Observations of the panoramic photographs transmitted by Veneras 13 and 14 indicate that many visible rock units are layered and that at least a portion of the fine material could be the result of in situ geomorphic disintegration. Chemical and material property experiments indicate that the chemical composition of the material at the landing sites is essentially basaltic, that the bearing strength is minimal (a few kilograms per square centimetre, or a few hundred kilopascals), that the density is less than 1.5 g/cm3, that the porosity is very high (>50%), and that the electrical resistivity is very low (<90 ohm · m).

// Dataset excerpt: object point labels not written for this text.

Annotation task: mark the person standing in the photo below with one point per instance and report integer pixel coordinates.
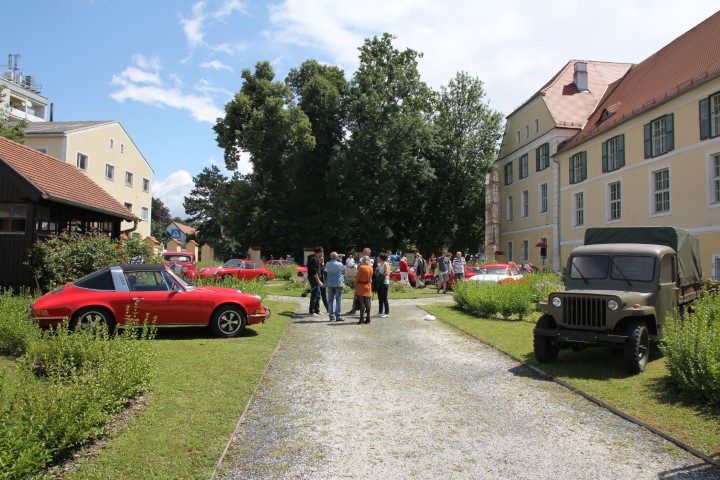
(335, 284)
(366, 254)
(403, 267)
(363, 289)
(459, 267)
(384, 268)
(314, 277)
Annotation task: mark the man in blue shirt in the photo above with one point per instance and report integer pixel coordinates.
(335, 283)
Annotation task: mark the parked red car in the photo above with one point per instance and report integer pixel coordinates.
(185, 262)
(287, 264)
(238, 268)
(101, 299)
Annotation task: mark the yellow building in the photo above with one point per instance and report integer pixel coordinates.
(650, 152)
(522, 196)
(104, 152)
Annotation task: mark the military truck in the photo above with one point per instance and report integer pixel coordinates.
(620, 287)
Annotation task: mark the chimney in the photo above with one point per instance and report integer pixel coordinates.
(580, 78)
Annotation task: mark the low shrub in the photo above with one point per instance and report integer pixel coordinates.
(691, 345)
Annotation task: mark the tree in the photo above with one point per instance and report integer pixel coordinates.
(382, 179)
(159, 220)
(207, 204)
(467, 132)
(263, 120)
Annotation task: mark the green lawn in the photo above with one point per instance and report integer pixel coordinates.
(648, 396)
(202, 387)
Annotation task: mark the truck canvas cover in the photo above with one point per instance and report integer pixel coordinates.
(685, 242)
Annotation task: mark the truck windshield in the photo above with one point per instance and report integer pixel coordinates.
(633, 268)
(589, 266)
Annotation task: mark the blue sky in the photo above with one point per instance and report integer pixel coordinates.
(165, 68)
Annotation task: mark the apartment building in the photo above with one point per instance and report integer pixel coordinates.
(523, 202)
(649, 153)
(104, 152)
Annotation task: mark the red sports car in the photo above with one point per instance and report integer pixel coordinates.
(287, 264)
(241, 269)
(182, 263)
(102, 298)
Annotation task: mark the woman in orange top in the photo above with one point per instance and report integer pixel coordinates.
(363, 288)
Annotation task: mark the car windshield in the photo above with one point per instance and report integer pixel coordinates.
(589, 266)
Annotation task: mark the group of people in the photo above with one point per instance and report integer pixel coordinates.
(330, 277)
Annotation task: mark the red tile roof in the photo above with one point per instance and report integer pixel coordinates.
(60, 181)
(687, 62)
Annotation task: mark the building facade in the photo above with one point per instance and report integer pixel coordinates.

The discussion on the possible geological nature of the surface of Venus presented in Part I (Florensky and others, 1977a) is extended in light of these new data. Six possible origins of the rock units were discussed: (1) surface lava extrusion; (2) igneous intrusion, later exposed by erosion; (3) pyroclastic fall; (4) impact ejection and lithification; (5) sedimentary deposits lithified at depth and later exposed by erosion; and (6) surface metamorphism due to unique Venusian surface conditions. It is concluded that, although none of the above hypotheses can be conclusively proven or disproven, hypothesis 6 is to be advanced to the forefront. This is suggested by (1) the low density and low bearing strength, (2) the presence of layering, (3) the possible presence of sedimentary structures in the rock units, such as cross-bedding and ripple marks, (4) the low electrical resistivity, which may indicate chemical alterations of surface material, and (5) the albedo of the loose, fine material, which is lower than the albedo of the rock units. This again suggests chemical alterations.

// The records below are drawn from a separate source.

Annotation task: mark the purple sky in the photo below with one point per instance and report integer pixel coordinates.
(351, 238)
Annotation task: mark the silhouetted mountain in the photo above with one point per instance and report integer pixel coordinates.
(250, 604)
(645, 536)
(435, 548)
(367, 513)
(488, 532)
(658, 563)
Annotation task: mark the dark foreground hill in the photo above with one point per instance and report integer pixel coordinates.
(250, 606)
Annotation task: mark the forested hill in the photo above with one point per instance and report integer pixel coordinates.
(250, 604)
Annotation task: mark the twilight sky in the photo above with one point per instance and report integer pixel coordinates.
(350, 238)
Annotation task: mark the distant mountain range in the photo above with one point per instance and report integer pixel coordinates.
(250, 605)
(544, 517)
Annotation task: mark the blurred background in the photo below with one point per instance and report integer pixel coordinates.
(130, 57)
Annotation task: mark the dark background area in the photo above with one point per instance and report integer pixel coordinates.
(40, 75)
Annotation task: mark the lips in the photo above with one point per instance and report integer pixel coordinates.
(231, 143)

Within the context of this hypothesis, the rock units are sedimentary or sedimentary-volcanic. Lithification occurred in the past due to surface chemical effects. The rock units, analogous with a similar terrestrial phenomenon, can be referred to as “duricrusts” (with the understanding that the Venusian process is completely different from the terrestrial process). Presently, the rock units are undergoing disintegration, indicating that changes have occurred in the surface conditions at the landing sites.